Are Big Banks Using Derivatives To Suppress Bullion Prices?
Paul Craig Roberts and Dave Kranzler
We have explained on a number of occasions how the Federal Reserve’s agents, the bullion banks (principally JPMorganChase, HSBC, and Scotia) sell uncovered shorts (“naked shorts”) on the Comex (gold futures market) in order to drive down an otherwise rising price of gold. By dumping so many uncovered short contracts into the futures market, an artificial increase in “paper gold” is created, and this increase in supply drives down the price.
This manipulation works because the hedge funds, the main purchasers of the short contracts, do not intend to take delivery of the gold represented by the contracts, settling instead in cash. This means that the banks who sold the uncovered contracts are never at risk from their inability to cover contracts in gold. At any given time, the amount of gold represented by the paper gold contracts (“open interest’) can exceed the actual amount of physical gold available for delivery, a situation that does not occur in other futures markets.
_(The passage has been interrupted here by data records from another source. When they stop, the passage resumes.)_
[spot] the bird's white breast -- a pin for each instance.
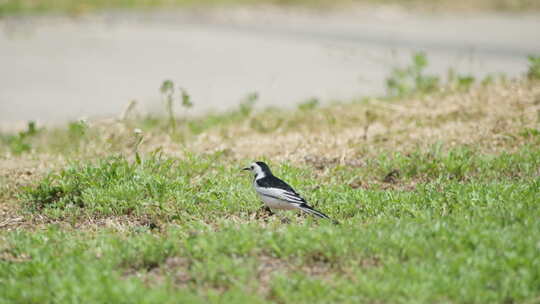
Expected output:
(275, 203)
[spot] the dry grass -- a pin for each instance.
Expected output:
(486, 118)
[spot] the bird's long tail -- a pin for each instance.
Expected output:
(307, 209)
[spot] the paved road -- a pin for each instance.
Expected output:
(54, 69)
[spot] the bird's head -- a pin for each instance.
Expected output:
(259, 169)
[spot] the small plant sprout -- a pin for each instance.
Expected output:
(138, 140)
(167, 89)
(186, 99)
(534, 68)
(370, 119)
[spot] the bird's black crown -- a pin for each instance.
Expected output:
(264, 167)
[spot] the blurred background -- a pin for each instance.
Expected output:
(63, 60)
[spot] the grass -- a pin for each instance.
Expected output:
(437, 193)
(11, 7)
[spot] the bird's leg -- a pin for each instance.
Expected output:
(267, 210)
(264, 211)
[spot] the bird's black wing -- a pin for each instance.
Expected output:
(275, 187)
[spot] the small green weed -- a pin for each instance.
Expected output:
(534, 68)
(412, 79)
(19, 143)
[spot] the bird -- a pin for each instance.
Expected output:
(277, 194)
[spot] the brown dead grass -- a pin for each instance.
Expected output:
(486, 118)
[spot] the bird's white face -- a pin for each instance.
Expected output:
(256, 170)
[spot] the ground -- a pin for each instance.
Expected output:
(437, 195)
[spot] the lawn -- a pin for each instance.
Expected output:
(437, 194)
(11, 7)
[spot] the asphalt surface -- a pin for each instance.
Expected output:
(54, 69)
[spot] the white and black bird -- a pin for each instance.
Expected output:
(277, 194)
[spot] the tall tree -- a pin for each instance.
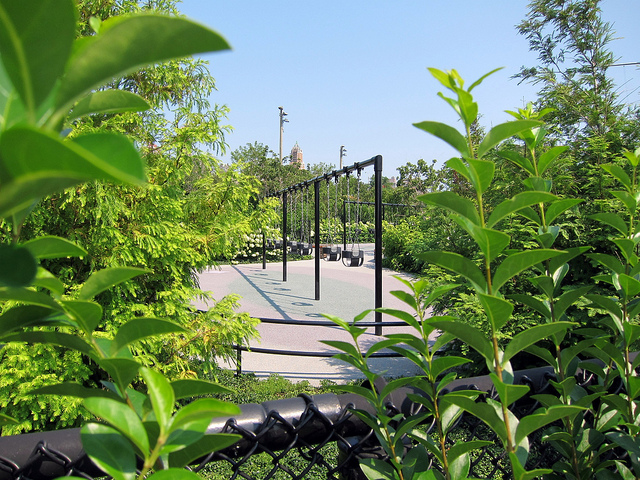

In other words, the gold and silver futures markets are not a place where people buy and sell gold and silver. These markets are places where people speculate on price direction and where hedge funds use gold futures to hedge other bets according to the various mathematical formulas that they use. The fact that bullion prices are determined in this paper, speculative market, and not in real physical markets where people sell and acquire physical bullion, is the reason the bullion banks can drive down the price of gold and silver even though the demand for the physical metal is rising.
For example last Tuesday the US Mint announced that it was sold out of the American Eagle one ounce silver coin. It is a contradiction of the law of supply and demand that demand is high, supply is low, and the price is falling. Such an economic anomaly can only be explained by manipulation of prices in a market where supply can be created by printing paper contracts.
Obviously fraud and price manipulation are at work, but no heads roll. The Federal Reserve and US Treasury support this fraud and manipulation, because the suppression of precious metal prices protects the value and status of the US dollar as the world’s reserve currency and prevents gold and silver from fulfilling their role as the transmission mechanism that warns of developing financial and economic troubles. The suppression of the rising gold price suppresses the warning signal and permits the continuation of financial market bubbles and Washington’s ability to impose sanctions on other world powers that are disadvantaged by not being a reserve currency.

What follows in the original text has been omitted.